Recommended Hive configuration parameters for Hive ACID table replication policies

Before you create a Hive ACID table replication policy, you can configure the recommended parameters for optimum performance.

  1. Configure the maximum concurrent policies to run at a time.
    1. Go to the Cloudera Manager > Clusters > Hive-on-Tez Service > Configuration tab.
    2. Search for the Hive Service Advanced Configuration Snippet (Safety Valve) for hive-site.xml property.
    3. Enter hive.scheduled.queries.max.executors, and the required number of concurrent policies.
      For example, if you set the hive.scheduled.queries.max.executors value to 30, Replication Manager runs a maximum of 30 replication policies at a time.
    4. Restart the Hive-on-Tez service.
  2. Configure the connection pool size. Ensure that the value is equal to or higher than the number of configured maximum concurrent policies.
    1. Go to the Cloudera Manager > Clusters > Hive service running the Hive Metastore instance > Configuration tab.
    2. Search for the hive_metastore_config_safety_valve property.
    3. Enter datanucleus.connectionPool.maxPoolSize, and the required number of connections. The default value is 10.
    4. Restart the Hive service.
  3. Enable bootstrap load to run DistCp jobs in parallel from a single replication policy using the REPL LOAD command on the source cluster to set hive.exec.parallel to true, and then set the hive.exec.parallel.thread.number parameter equal to the number of cores at session level.
    For example, if the number of available cores in the source cluster is 128 and you want to run parallel replication policies, run the following commands:
    set hive.exec.parallel.thread.number=128
    REPL LOAD [***DATABASE NAME***] FROM [***DIRECTORY NAME***] WITH ('hive.exec.parallel'='true'')
  4. Preserve owner or user permissions, group permissions, and HDFS ACLs in source and target clusters during replication.
    You can append the DistCp command line options in any combination (u for user, g for group, p for permission, and a for ACL) to the distcp.options command to preserve the permissions during Hive ACID table replication. The other DistCp command line options that you can use are r for replication number, b for block size, c for checksum-type, x for XAttr, and t for timestamp.

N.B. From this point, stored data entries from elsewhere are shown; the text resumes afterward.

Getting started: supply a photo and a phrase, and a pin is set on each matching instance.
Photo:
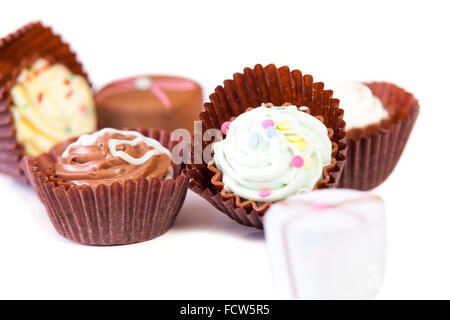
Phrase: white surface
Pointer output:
(327, 253)
(206, 255)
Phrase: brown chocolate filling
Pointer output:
(95, 165)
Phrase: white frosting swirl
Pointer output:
(361, 106)
(90, 139)
(266, 163)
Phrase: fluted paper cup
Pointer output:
(373, 151)
(19, 50)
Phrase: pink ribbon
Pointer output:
(317, 208)
(156, 86)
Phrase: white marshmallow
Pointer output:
(327, 244)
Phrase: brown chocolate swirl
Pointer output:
(105, 160)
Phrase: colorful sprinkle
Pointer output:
(267, 123)
(271, 132)
(254, 140)
(294, 138)
(300, 145)
(283, 125)
(225, 126)
(264, 193)
(307, 162)
(297, 162)
(69, 94)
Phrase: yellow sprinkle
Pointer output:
(307, 161)
(283, 125)
(294, 138)
(300, 145)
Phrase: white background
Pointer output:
(207, 255)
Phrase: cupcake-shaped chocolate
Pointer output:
(45, 97)
(161, 102)
(379, 118)
(283, 135)
(111, 187)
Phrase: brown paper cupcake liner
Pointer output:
(19, 50)
(123, 213)
(373, 152)
(250, 89)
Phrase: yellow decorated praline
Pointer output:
(50, 105)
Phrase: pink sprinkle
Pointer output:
(267, 123)
(69, 94)
(264, 193)
(297, 162)
(320, 206)
(225, 126)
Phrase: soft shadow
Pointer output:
(198, 214)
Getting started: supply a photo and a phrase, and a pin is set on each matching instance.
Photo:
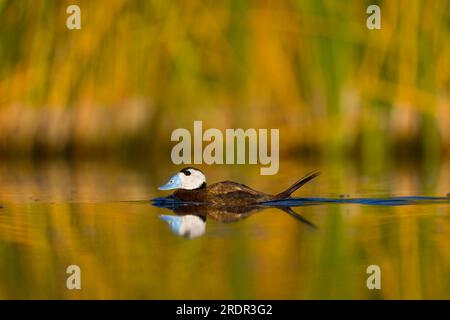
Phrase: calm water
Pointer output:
(98, 216)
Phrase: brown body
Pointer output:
(229, 193)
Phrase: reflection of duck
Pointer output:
(189, 220)
(188, 226)
(191, 185)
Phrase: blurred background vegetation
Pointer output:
(139, 69)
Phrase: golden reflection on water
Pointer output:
(93, 215)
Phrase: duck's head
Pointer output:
(187, 179)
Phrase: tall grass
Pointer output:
(138, 69)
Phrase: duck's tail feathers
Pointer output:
(286, 193)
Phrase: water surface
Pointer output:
(100, 217)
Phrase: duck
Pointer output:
(190, 185)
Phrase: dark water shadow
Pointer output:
(189, 219)
(391, 201)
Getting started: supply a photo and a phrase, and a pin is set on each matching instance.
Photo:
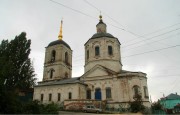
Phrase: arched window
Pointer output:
(97, 52)
(51, 73)
(66, 58)
(136, 90)
(66, 74)
(145, 92)
(108, 93)
(59, 96)
(50, 96)
(87, 54)
(88, 94)
(53, 56)
(98, 93)
(110, 50)
(42, 96)
(70, 95)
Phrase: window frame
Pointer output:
(59, 96)
(70, 95)
(42, 97)
(87, 54)
(110, 50)
(66, 58)
(53, 55)
(50, 96)
(88, 94)
(108, 93)
(97, 51)
(51, 73)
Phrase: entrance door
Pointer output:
(98, 93)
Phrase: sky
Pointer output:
(148, 30)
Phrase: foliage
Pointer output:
(35, 107)
(156, 106)
(15, 65)
(137, 105)
(16, 72)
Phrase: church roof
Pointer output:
(59, 42)
(99, 35)
(173, 96)
(61, 82)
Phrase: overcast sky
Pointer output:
(149, 32)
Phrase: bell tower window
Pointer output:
(87, 54)
(97, 52)
(66, 58)
(110, 50)
(53, 55)
(51, 73)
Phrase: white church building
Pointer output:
(103, 78)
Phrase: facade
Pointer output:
(170, 101)
(103, 78)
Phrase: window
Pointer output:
(145, 92)
(97, 52)
(50, 97)
(53, 55)
(66, 58)
(98, 93)
(110, 51)
(136, 90)
(42, 96)
(88, 94)
(108, 93)
(70, 95)
(59, 96)
(51, 73)
(66, 75)
(87, 54)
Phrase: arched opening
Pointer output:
(66, 58)
(87, 54)
(97, 51)
(53, 56)
(110, 50)
(108, 93)
(70, 95)
(51, 73)
(136, 91)
(98, 93)
(66, 75)
(145, 92)
(88, 94)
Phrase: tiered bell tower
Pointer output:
(103, 49)
(58, 60)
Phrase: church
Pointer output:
(103, 78)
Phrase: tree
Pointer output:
(137, 105)
(16, 72)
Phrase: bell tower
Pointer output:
(58, 60)
(103, 49)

    You can use DistCp options only for the DistCp jobs that are initiated by Hive. To preserve the permissions and ACLs, set the DistCp command line options using the WITH clause in the REPL LOAD and REPL DUMP commands.

    For example, to preserve the owner or user permissions, group permissions, and ACLs, run the REPL LOAD [***DATABASE NAME***] FROM [***DIRECTORY NAME***] WITH distcp.options.puga command.